By Contributing Writer, Kimberly@Raising Olives
Four small children romp around me as I will my pregnant self to do the next thing.
Two diaper changes.
Four little ones dressed for the day.
Breakfast for six.
Wipe four small faces and eight small hands.
Stop to nurse the baby and change two more diapers.
Back to the dishes.
I hear crying so stop to help teach the littles to settle their dispute biblically.
Pray with two small sinners.
Head back to those dirty dishes.
And so goes the day.
At 5:30, Mark asks about our day and I don’t know how to answer.
I was busy, so busy that there was hardly a chance to think, so busy that I struggle to make it through more diaper changes, dinner and family worship. So tired I don’t want to think about tomorrow.
But what did we do?
We did not accomplish a single thing that won’t have to be done tomorrow.
I’m supposed to be a servant of the most high. I’m supposed to be telling nations about the wonderful name of Jesus. The world around me is longing for a Savior and I’m changing diapers and washing faces.

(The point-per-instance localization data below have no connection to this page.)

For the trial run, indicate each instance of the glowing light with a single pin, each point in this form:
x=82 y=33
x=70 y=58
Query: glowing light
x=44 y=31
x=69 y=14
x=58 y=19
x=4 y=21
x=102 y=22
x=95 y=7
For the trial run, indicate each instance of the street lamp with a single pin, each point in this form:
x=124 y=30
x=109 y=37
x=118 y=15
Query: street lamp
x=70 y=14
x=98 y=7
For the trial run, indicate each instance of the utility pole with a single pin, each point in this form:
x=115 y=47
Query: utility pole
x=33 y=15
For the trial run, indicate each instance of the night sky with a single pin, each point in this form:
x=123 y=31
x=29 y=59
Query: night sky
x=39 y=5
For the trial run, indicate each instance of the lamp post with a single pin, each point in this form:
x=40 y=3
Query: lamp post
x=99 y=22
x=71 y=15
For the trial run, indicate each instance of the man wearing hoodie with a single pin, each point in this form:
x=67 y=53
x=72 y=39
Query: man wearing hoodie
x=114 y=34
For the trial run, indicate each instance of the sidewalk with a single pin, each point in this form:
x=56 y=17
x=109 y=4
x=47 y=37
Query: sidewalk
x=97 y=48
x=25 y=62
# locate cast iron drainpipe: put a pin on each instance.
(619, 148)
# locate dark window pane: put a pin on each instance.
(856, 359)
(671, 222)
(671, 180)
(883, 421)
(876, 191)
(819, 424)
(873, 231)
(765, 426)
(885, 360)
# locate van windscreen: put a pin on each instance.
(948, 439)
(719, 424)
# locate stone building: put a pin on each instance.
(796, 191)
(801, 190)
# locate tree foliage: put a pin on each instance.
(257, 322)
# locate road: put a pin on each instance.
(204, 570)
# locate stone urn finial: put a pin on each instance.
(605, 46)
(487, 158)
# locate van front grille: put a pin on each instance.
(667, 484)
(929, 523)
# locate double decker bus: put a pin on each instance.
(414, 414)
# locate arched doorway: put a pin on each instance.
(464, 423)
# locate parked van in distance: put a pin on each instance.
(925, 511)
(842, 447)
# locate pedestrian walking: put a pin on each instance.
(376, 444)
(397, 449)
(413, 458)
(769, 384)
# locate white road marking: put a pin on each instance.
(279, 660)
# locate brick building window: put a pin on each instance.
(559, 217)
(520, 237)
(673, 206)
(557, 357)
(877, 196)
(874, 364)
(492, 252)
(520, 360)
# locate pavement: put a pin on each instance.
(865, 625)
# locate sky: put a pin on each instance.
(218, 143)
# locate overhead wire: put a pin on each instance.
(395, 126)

All the other moms are doing something. I hear them talking about it at church. Not me, I’m stuck in survival mode.
But there is honor in service.
And whoever gives one of these little ones even a cup of cold water because he is a disciple, truly, I say to you, he will by no means lose his reward.
‘Truly, I say to you, as you did it to one of the least of these my brothers, you did it to me.’
and there is dominion in diapers.
Whatever you do, work heartily, as for the Lord and not for men, knowing that from the Lord you will receive the inheritance as your reward. You are serving the Lord Christ.
Oh sister in Christ, I now have a different perspective.
Those four little ones are now 15, 14, 13 and almost 12.
I still will my pregnant self to do the next thing. I still get up to change diapers and wash dishes, but as I work, our 15 year old spends the day helping a mother with four young ones. That momma of littles gets a nap because of my effort years ago.
Our 14 year old spends a day making food for a mother with a newborn and a houseful of children. That family eats dinner because of my effort years ago.
Our 13 year old mows the yard for our neighbor in order to demonstrate Jesus. That neighbor sees Christ because of my effort years ago.
Our almost 12 year old reads stories and works crafts with her younger siblings. Those littles see self-sacrificing love because of my effort years ago.
I still can’t see the whole picture. I don’t know what Christ has in store for these eleven children He’s entrusted to my care. I don’t know what the impact of their lives might be. But I see more than I did and I wish to share the vision with you. For truly,
Let us not be weary in well doing: for in due season we shall reap, if we faint not.